Clarifying a step in the bisection proof of Weierstrass-Bolzano Theorem

Let $(x_n)$ be a sequence of elements of an interval $[a,b]\subset\mathbb{R}$. Then there exists a point of accumulation $c$ of the sequence with $c\in[a,b]$.

The proof goes like this:

Let $I_1=[a,b]$. Let $x_{n_1}\in I_1$. Let $c_1$ be the midpoint of $I_1$. Then $c_1$ separates the interval into $2$ intervals, each of leant $b-a/2$. One of the two intervals must be such that $x_n$ lies in this interval for infinitely many $n$...

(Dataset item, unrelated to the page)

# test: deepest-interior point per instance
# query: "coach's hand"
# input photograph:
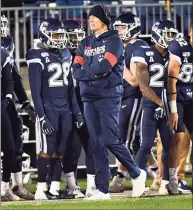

How can I translate the bolded part into logical formulas? I think it should be $$(\exists n\in\mathbb{N}_{\geq 1})(\forall m\in\mathbb{N}_{\geq n})(x_m\in[a,c])\lor(\exists n\in\mathbb{N}_{\geq 1})(\forall m\in\mathbb{N}_{\geq n})(x_m\in[c,b]).$$ Now let's say I want to prove the above disjunction by contradiction. The negation is $$(\forall n\in\mathbb{N}_{\geq 1})(\exists m\in\mathbb{N}_{\geq n})(x_m\not\in[a,c])\land(\forall n\in\mathbb{N}_{\geq 1})(\exists m\in\mathbb{N}_{\geq n})(x_m\not\in[c,b]).$$ But I am not able to derive a contradiction from this. Have I translated the bolded statement correctly?

Solution 1:

That is wrong. The assertion$$(\exists n\in\mathbb{N}_{\geq 1})(\forall m\in\mathbb{N}_{\geq n})(x_m\in[a,c])\lor(\exists n\in\mathbb{N}_{\geq 1})(\forall m\in\mathbb{N}_{\geq n})(x_m\in[c,b])$$means that every $x_m$ belongs to $[a,c]$ if $m$ is large enough or every $x_m$ belongs to $[a,c]$ if $m$ is large enough. That is not necessarily true. What is true is that$$(\forall n\in\Bbb N_{\geqslant1})(\exists m\in\Bbb N_{\geqslant n})(x_m\in[a,c])\vee(\forall n\in\Bbb N_{\geqslant1})(\exists m\in\Bbb N_{\geqslant n})(x_m\in[c,b]).$$Denying this means that$$(\exists n'\in\Bbb N_{\geqslant1})(\forall m\in\Bbb N_{\geqslant n'})(x_m\notin[a,c])\wedge(\exists n''\in\Bbb N_{\geqslant1})(\forall m\in\Bbb N_{\geqslant n''})(x_m\notin[c,b]),$$which is false; if such numbers $n'$ and $n''$ existed and if $n=\max\{n',n''\}$, then $x_n\notin[a,c]$ and $x_n\notin[c,b]$. But that's impossible, since $x_n\in[a,b]=[a,c]\cup[c,b]$.